There is a small number of diaper or rash cream self-care products (less than 10) which contains low concentrations of talc as a non-medicinal ingredient (up to 0.5 %). Talc is permitted as a medicinal ingredient in diaper rash products at concentrations from 45 to 100 % (Health Canada 2007); however, there are no diaper rash products listed in the LNHPD containing talc as a medicinal ingredient (LNHPD [modified 2018]).
Additional self-care products that have the potential for perineal exposure (approximately 100 products) include antiperspirants and deodorants (e.g., genital antiperspirants), body wipes, bath bombs, and to a lesser extent (due to wash off or removal) other bath products (i.e., soap, shower gel) and products associated with hair removal (e.g., epilatory products). These products are formulated as gels, sprays, loose powders, and solid cakes, and range in concentration from less than 1% to 100% talc.
As indicated in Section 4, there is no evidence to suggest that talc is currently being used as a dry lubricant on condoms or medical examination gloves in Canada. At present, these are not considered to be sources of perineal exposure.
As a quantitative point of departure could not be derived from the available literature, perineal exposure from the use of self-care products was not quantified.

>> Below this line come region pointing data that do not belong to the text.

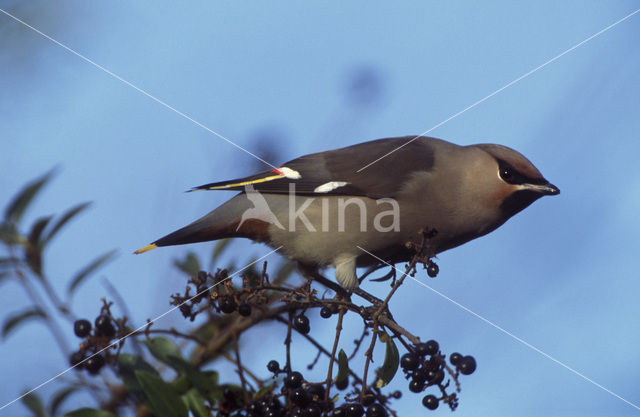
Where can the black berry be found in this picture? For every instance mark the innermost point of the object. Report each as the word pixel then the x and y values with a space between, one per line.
pixel 244 309
pixel 342 384
pixel 409 361
pixel 428 348
pixel 76 358
pixel 416 385
pixel 316 391
pixel 455 358
pixel 227 305
pixel 299 396
pixel 436 377
pixel 301 324
pixel 430 401
pixel 338 412
pixel 273 366
pixel 82 327
pixel 94 364
pixel 422 374
pixel 368 399
pixel 354 410
pixel 104 327
pixel 467 365
pixel 312 410
pixel 325 312
pixel 293 380
pixel 432 269
pixel 376 410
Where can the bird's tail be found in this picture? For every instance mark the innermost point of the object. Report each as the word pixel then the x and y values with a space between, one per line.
pixel 223 222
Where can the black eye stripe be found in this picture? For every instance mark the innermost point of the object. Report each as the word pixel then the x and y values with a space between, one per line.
pixel 511 175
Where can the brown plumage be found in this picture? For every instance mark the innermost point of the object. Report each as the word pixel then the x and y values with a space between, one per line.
pixel 321 208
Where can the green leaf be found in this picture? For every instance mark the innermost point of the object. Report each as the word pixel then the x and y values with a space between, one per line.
pixel 85 272
pixel 10 235
pixel 162 348
pixel 68 215
pixel 219 248
pixel 195 403
pixel 164 401
pixel 34 404
pixel 9 262
pixel 17 319
pixel 190 265
pixel 89 412
pixel 37 229
pixel 343 366
pixel 391 361
pixel 14 211
pixel 127 365
pixel 33 251
pixel 58 398
pixel 204 381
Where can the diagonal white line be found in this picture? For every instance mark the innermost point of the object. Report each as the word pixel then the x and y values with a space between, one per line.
pixel 119 78
pixel 508 333
pixel 137 330
pixel 525 75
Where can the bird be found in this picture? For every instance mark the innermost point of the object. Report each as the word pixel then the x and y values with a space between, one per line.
pixel 354 206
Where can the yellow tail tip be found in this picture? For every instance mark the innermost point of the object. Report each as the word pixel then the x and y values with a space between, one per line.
pixel 146 249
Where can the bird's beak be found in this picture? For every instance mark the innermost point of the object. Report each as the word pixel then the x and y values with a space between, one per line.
pixel 544 189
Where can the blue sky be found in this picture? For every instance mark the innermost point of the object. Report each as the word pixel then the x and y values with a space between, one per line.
pixel 562 275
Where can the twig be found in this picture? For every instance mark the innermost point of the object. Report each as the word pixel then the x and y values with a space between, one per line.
pixel 369 356
pixel 240 369
pixel 333 354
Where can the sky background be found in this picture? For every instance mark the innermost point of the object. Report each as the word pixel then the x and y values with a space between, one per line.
pixel 563 275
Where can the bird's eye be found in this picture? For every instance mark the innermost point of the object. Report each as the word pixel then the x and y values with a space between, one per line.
pixel 506 173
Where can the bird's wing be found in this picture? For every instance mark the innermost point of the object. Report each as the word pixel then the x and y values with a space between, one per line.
pixel 339 171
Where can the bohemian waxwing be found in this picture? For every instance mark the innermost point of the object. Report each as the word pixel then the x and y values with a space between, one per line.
pixel 320 209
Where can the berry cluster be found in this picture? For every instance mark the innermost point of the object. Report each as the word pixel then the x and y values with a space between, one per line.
pixel 425 366
pixel 97 338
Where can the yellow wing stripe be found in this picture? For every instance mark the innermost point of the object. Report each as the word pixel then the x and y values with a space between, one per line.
pixel 146 249
pixel 240 184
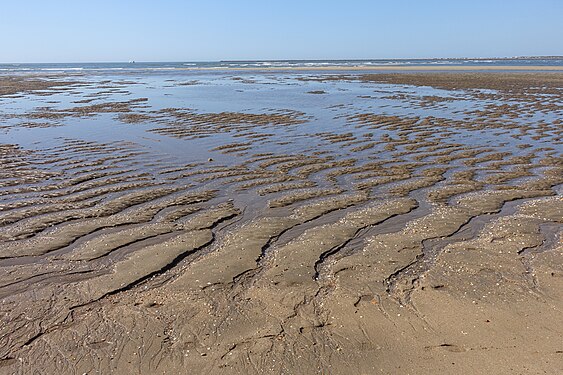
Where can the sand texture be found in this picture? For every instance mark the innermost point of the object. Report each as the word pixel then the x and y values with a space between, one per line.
pixel 282 223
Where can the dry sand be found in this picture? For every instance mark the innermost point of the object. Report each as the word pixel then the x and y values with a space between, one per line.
pixel 415 255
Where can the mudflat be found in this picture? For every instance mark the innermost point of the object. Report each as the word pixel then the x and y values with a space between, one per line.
pixel 281 223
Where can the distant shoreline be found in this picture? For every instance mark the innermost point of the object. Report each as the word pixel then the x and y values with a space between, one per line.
pixel 392 68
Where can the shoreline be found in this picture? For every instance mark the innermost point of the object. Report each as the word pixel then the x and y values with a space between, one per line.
pixel 391 68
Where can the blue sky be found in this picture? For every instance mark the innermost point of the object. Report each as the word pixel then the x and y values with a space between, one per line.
pixel 174 30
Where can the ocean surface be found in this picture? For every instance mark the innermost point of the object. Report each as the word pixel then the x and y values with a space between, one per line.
pixel 265 64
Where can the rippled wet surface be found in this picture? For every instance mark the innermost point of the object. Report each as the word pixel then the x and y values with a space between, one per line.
pixel 240 221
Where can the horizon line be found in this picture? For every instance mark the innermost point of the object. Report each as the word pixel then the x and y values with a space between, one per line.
pixel 521 57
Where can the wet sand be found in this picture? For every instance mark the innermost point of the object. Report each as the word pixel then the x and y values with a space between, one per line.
pixel 391 223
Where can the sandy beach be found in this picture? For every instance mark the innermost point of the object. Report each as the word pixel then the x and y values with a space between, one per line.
pixel 295 222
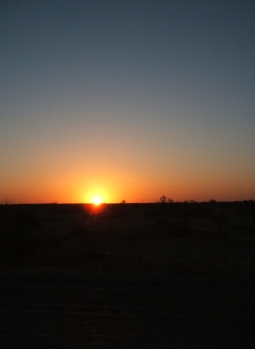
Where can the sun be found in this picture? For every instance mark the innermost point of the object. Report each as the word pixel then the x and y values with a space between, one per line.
pixel 97 200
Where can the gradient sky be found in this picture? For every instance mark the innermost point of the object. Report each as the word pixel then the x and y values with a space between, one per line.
pixel 127 100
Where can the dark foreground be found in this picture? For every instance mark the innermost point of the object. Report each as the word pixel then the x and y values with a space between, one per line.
pixel 175 312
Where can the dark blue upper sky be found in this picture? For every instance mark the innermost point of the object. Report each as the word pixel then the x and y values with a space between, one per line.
pixel 141 85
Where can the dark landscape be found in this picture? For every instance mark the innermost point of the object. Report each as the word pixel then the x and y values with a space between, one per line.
pixel 163 275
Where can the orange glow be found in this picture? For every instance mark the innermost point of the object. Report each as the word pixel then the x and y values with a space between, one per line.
pixel 97 200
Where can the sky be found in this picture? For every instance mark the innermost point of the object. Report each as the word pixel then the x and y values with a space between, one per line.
pixel 127 100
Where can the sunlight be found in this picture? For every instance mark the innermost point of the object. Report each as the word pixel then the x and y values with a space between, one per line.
pixel 97 200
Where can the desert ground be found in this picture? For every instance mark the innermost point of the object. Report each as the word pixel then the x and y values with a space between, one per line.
pixel 174 275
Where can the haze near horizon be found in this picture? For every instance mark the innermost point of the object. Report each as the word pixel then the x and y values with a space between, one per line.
pixel 127 100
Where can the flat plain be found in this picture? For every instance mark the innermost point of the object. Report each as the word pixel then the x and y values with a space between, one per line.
pixel 127 275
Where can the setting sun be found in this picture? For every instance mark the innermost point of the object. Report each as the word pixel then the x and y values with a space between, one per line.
pixel 97 200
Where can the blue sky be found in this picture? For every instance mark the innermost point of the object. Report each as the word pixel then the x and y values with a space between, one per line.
pixel 127 99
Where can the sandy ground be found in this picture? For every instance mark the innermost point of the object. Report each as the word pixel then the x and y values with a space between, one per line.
pixel 63 311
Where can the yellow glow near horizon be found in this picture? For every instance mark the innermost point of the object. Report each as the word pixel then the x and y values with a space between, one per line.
pixel 97 200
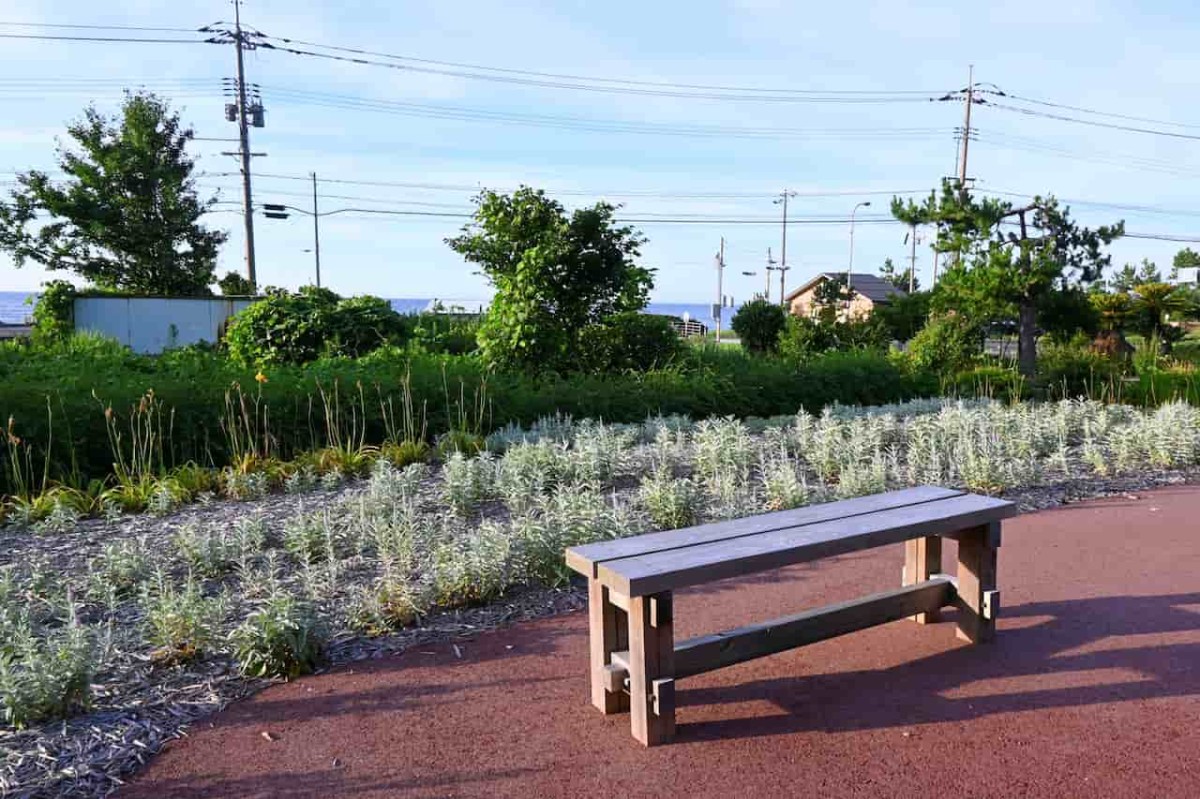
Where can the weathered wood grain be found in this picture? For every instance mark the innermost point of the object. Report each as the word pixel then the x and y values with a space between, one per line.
pixel 673 569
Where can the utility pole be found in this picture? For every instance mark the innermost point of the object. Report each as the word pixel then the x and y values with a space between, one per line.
pixel 720 289
pixel 912 260
pixel 783 256
pixel 771 268
pixel 966 131
pixel 244 138
pixel 316 229
pixel 850 269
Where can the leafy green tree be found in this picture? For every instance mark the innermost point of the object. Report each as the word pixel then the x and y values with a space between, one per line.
pixel 999 272
pixel 948 343
pixel 127 215
pixel 803 338
pixel 829 296
pixel 1187 258
pixel 234 284
pixel 1113 310
pixel 1067 313
pixel 1125 280
pixel 905 314
pixel 299 328
pixel 1156 305
pixel 555 274
pixel 759 325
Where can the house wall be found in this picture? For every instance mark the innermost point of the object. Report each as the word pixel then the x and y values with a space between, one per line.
pixel 859 307
pixel 148 324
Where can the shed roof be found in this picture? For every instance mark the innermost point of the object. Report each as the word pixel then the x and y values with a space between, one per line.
pixel 873 287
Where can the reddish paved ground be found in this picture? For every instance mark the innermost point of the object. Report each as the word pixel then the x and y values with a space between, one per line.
pixel 1092 689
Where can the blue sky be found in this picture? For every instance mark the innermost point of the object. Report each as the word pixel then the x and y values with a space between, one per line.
pixel 354 122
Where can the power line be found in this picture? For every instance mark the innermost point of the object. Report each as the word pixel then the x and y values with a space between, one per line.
pixel 1099 113
pixel 623 193
pixel 1113 126
pixel 466 113
pixel 625 82
pixel 75 26
pixel 103 38
pixel 585 86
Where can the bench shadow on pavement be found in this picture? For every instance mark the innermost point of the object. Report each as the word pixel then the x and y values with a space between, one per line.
pixel 1062 654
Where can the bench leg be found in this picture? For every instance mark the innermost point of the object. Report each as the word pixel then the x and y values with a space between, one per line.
pixel 922 560
pixel 609 632
pixel 652 668
pixel 978 598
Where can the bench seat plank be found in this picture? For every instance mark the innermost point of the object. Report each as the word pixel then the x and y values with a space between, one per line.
pixel 586 559
pixel 678 568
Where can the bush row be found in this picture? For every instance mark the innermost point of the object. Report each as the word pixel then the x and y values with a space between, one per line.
pixel 189 406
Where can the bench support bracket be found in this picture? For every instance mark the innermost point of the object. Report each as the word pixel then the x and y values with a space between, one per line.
pixel 923 559
pixel 609 632
pixel 652 668
pixel 978 599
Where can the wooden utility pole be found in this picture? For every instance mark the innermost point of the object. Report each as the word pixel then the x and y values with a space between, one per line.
pixel 316 229
pixel 771 268
pixel 720 288
pixel 783 256
pixel 244 139
pixel 912 260
pixel 966 131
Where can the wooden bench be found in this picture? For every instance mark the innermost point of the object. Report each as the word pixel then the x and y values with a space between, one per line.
pixel 635 660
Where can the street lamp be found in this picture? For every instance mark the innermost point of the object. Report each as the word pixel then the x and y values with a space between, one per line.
pixel 850 270
pixel 277 211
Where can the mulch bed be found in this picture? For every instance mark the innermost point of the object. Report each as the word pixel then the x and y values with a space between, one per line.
pixel 1091 689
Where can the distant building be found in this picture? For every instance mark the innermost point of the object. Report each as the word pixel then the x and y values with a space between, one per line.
pixel 870 290
pixel 457 306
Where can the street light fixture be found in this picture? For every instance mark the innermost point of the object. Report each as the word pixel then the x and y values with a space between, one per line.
pixel 280 211
pixel 850 269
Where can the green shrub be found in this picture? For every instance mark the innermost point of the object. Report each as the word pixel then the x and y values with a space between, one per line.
pixel 1074 370
pixel 63 428
pixel 181 624
pixel 299 328
pixel 45 677
pixel 361 324
pixel 994 382
pixel 441 334
pixel 803 338
pixel 285 637
pixel 54 313
pixel 629 342
pixel 905 314
pixel 947 343
pixel 759 325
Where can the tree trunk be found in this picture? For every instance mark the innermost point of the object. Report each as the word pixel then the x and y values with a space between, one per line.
pixel 1027 340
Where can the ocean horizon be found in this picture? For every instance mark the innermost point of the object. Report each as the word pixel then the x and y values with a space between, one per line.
pixel 15 311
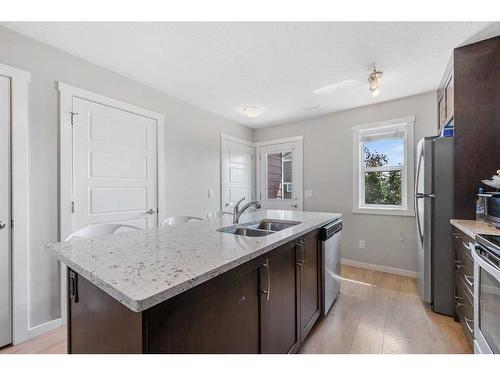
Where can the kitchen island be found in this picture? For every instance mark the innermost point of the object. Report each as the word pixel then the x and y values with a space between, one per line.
pixel 195 289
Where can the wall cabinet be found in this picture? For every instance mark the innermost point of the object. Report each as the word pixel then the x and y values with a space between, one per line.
pixel 476 118
pixel 267 305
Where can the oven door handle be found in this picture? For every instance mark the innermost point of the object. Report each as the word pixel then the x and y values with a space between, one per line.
pixel 485 263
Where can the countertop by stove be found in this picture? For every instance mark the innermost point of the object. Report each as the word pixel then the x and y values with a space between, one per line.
pixel 473 227
pixel 143 268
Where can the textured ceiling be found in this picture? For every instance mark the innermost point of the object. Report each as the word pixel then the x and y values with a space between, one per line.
pixel 294 70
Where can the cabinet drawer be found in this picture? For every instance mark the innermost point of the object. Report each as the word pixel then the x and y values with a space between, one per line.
pixel 464 310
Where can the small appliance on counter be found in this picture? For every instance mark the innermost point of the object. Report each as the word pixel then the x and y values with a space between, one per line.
pixel 329 236
pixel 486 255
pixel 491 207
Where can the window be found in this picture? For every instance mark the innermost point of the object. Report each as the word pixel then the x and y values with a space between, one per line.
pixel 279 175
pixel 383 167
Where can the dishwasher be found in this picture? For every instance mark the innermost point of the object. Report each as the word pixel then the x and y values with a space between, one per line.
pixel 329 236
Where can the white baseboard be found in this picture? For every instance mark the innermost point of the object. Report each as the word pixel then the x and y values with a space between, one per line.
pixel 44 328
pixel 377 267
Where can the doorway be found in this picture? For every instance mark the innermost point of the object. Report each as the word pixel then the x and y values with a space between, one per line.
pixel 280 175
pixel 5 214
pixel 112 165
pixel 238 171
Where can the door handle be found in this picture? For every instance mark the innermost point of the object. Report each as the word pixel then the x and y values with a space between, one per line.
pixel 422 195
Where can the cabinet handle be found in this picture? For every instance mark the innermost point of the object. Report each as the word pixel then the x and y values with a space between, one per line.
pixel 73 286
pixel 469 280
pixel 468 326
pixel 302 262
pixel 267 291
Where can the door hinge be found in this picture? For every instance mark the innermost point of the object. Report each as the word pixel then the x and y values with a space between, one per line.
pixel 73 114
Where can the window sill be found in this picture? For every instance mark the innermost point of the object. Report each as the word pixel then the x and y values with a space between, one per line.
pixel 383 211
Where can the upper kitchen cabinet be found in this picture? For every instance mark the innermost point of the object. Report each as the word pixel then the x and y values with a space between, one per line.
pixel 446 97
pixel 476 80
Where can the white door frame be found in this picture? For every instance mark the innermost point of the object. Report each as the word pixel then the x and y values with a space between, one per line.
pixel 224 138
pixel 66 93
pixel 298 158
pixel 19 201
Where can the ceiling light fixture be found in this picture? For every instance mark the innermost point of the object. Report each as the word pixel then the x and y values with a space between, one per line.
pixel 374 81
pixel 252 110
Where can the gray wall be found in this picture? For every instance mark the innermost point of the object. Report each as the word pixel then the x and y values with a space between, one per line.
pixel 328 154
pixel 192 150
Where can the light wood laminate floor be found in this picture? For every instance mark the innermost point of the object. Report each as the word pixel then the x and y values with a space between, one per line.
pixel 376 313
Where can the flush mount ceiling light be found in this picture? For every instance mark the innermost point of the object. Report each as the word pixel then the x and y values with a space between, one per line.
pixel 252 110
pixel 374 81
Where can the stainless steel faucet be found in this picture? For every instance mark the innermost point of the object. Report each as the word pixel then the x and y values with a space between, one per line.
pixel 237 211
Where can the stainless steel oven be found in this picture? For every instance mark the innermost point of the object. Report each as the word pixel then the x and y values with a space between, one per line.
pixel 486 254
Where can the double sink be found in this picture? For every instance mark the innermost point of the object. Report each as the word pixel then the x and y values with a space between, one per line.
pixel 259 228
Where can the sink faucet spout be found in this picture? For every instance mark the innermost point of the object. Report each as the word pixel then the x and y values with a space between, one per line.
pixel 237 211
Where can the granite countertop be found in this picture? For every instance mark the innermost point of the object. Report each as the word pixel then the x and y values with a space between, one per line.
pixel 143 268
pixel 473 227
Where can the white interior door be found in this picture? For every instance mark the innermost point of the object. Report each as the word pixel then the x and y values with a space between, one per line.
pixel 280 180
pixel 114 166
pixel 5 252
pixel 237 172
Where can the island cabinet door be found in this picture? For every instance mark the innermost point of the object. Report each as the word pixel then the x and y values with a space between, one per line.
pixel 218 316
pixel 309 262
pixel 99 324
pixel 280 332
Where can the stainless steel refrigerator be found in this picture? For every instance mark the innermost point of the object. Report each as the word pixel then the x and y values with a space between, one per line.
pixel 434 209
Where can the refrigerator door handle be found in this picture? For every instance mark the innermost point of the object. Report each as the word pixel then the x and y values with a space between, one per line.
pixel 417 194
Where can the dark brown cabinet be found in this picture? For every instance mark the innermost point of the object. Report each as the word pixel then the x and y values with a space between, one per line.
pixel 446 106
pixel 309 283
pixel 476 82
pixel 218 317
pixel 266 305
pixel 292 307
pixel 279 301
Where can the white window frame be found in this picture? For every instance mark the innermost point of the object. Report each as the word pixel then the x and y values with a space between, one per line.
pixel 407 207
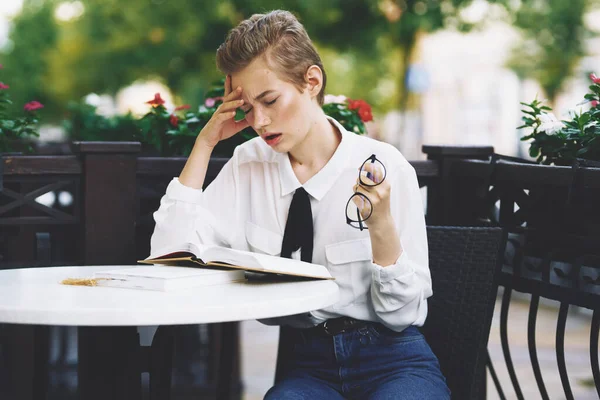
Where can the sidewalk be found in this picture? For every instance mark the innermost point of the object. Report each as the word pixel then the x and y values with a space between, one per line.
pixel 259 352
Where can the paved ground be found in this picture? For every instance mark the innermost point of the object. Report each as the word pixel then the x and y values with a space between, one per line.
pixel 259 348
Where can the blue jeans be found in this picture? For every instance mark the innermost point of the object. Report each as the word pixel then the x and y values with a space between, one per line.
pixel 370 363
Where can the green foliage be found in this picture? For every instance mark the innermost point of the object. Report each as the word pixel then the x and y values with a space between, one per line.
pixel 115 43
pixel 84 124
pixel 553 38
pixel 560 143
pixel 174 133
pixel 17 128
pixel 25 61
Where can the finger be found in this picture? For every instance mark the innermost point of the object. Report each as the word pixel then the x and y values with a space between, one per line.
pixel 364 178
pixel 230 105
pixel 227 85
pixel 361 203
pixel 225 115
pixel 374 172
pixel 243 124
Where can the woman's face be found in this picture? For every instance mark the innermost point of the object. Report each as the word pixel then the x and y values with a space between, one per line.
pixel 276 109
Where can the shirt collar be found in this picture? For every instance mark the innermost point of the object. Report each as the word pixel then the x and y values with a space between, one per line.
pixel 322 181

6.3 Characterization of risk to human health
Consistent with other international regulatory and advisory bodies (Danish EPA, U.S. EPA, MAK-Commission, U.S. FDA, and JECFA), no critical health effects were identified via the oral or dermal routes of exposure. As such, oral exposure to talc resulting from food intake and use of self-care products are not of concern.
Critical health effects have been identified following inhalation exposure to respirable talc particles. From the available toxicological studies, a NOAEC of 2 mg/m3 from the NTP inhalation studies in mice and rats was identified in which non-cancer lung effects, with lung overload, were noted at the next highest concentration of 6 mg/m3.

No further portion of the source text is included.